Yogyakarta (ANTARA) – Perajin batik di Daerah Istimewa Yogyakarta (DIY) terutama perajin batik tulis dan cap membutuhkan perhatian pemerintah khususnya permodalan yang selama ini menjadi kendala pengembangan usaha.
“Hal ini penting dilakukan untuk mempertahankan sekaligus mengembangkan usaha perajin batik di tengah serbuan tekstil bermotif batik,” kata pakar batik dari Yogyakarta, Sri Soedewi Syamsi di Yogyakarta, Jumat.
Ia mengatakan, sebenarnya, jumlah perajin batik cukup banyak, tetapi karena kekurangan modal usaha mereka beralih ke profesi lain untuk tetap bisa memenuhi kebutuhan sehari-hari.
Menurut dia, perajin batik tersebut akan tetap bertahan menjalankan profesinya sebagai perajin batik apabila ada modal yang mendukung, karena itu pemerintah dituntut memberikan perhatian khusus untuk pengembangan industri batik.
Ia menyatakan selain membantu modal usaha, perhatian pemerintah untuk mengembangkan usaha batik juga dapat diwujudkan dengan memberikan kemudahan di bidang pemasaran.
“Kalau pemerintah memberikan kemudahan dalam pemasaran, para perajin batik akan dapat hidup dengan layak sehingga tidak lagi beralih ke profesi lain,” katanya.
Ketua Paguyuban Sekar Jagad, Larasati Suliantoro menyatakan hampir seratus persen perajin batik yang ada di Yogyakarta sudah beralih profesi.

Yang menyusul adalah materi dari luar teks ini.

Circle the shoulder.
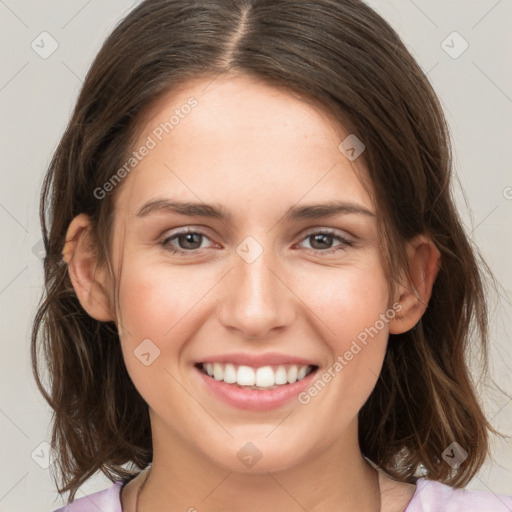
[53,481,124,512]
[405,478,512,512]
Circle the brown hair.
[32,0,504,500]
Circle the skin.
[65,75,439,512]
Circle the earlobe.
[389,235,441,334]
[62,214,115,322]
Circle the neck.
[138,422,380,512]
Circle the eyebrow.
[136,199,375,222]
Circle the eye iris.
[311,233,333,249]
[178,233,202,249]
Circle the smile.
[196,363,317,389]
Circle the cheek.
[294,263,394,412]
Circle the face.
[109,76,394,471]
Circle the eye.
[159,229,215,255]
[303,229,354,255]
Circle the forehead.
[114,72,372,213]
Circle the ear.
[389,235,441,334]
[62,214,115,322]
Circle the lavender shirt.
[54,478,512,512]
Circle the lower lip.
[194,367,318,411]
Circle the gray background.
[0,0,512,512]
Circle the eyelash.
[158,228,354,256]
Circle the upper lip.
[199,352,318,368]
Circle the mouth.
[195,362,318,391]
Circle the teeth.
[201,363,313,389]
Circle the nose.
[219,240,296,340]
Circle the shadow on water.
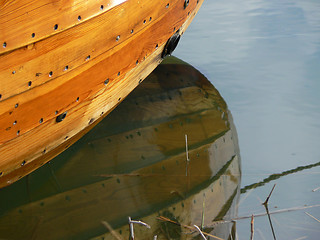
[0,57,241,239]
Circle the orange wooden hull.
[0,0,203,187]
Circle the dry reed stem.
[312,187,320,192]
[250,215,254,240]
[157,216,223,240]
[263,183,276,205]
[304,212,320,223]
[193,225,207,240]
[101,221,123,240]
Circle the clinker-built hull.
[0,0,203,187]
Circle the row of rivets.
[2,5,108,48]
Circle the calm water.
[175,0,320,239]
[0,0,320,239]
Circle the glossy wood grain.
[0,1,205,186]
[0,0,125,54]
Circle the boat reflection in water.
[0,57,240,239]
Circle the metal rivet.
[88,118,94,125]
[56,112,67,122]
[184,0,189,9]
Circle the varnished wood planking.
[0,2,202,186]
[0,0,198,143]
[0,0,125,54]
[0,0,181,101]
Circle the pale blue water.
[175,0,320,239]
[0,0,320,239]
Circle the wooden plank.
[0,0,205,186]
[0,0,125,54]
[0,0,181,101]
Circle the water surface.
[175,0,320,239]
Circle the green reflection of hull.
[0,58,240,239]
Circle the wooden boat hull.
[0,0,202,187]
[0,56,241,239]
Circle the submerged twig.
[304,212,320,223]
[128,217,151,240]
[250,215,254,240]
[200,194,206,230]
[263,183,276,206]
[264,203,276,240]
[184,134,190,162]
[157,216,223,240]
[101,221,122,240]
[193,225,207,240]
[184,134,190,176]
[128,217,134,240]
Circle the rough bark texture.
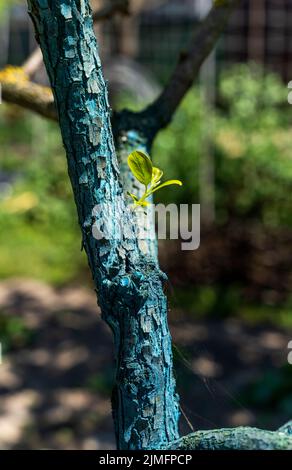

Menanggapi ditetapkannya batik sebagai warisan budaya dunia, pengusaha batik, Suryadi Suryadinata, menyatakan kebanggaannya karena batik mendapat pengakuan Badan PBB yang membidang Pendidikan, Ilmu Pengetahuan dan Kebudayaan (UNESCO). UNESCO pada 2 Oktober 2009 mengukuhkan batik sebagai warisan budaya dunia.
“Pengakuan UNESCO tersebut secara formal sudah cukup, tetapi juga harus diikuti oleh masyarakat untuk tetap memakai batik agar batik tetap lestari,” katanya.
Meski demikian, kata pengusaha batik yang memiliki toko batik di kawasan Malioboro ini, para perajin harus terus berinovasi terhadap produknya sehingga dapat mengikuti perkembangan zaman.
“Batik sekarang sudah menjadi bagian dari model busana sehingga inovasi itu harus tetap dikembangkan, apalagi sekarang banyak anak muda yang menggemari batik,” katanya.
Ia merasa tidak tersaingi dengan tekstil motif batik yang menyerbu pasaran. “Konsumen memiliki selera masing-masing. Jika seseorang sudah mengenal batik tulis atau cap, maka dia tidak akan membeli batik `printing`,” katanya.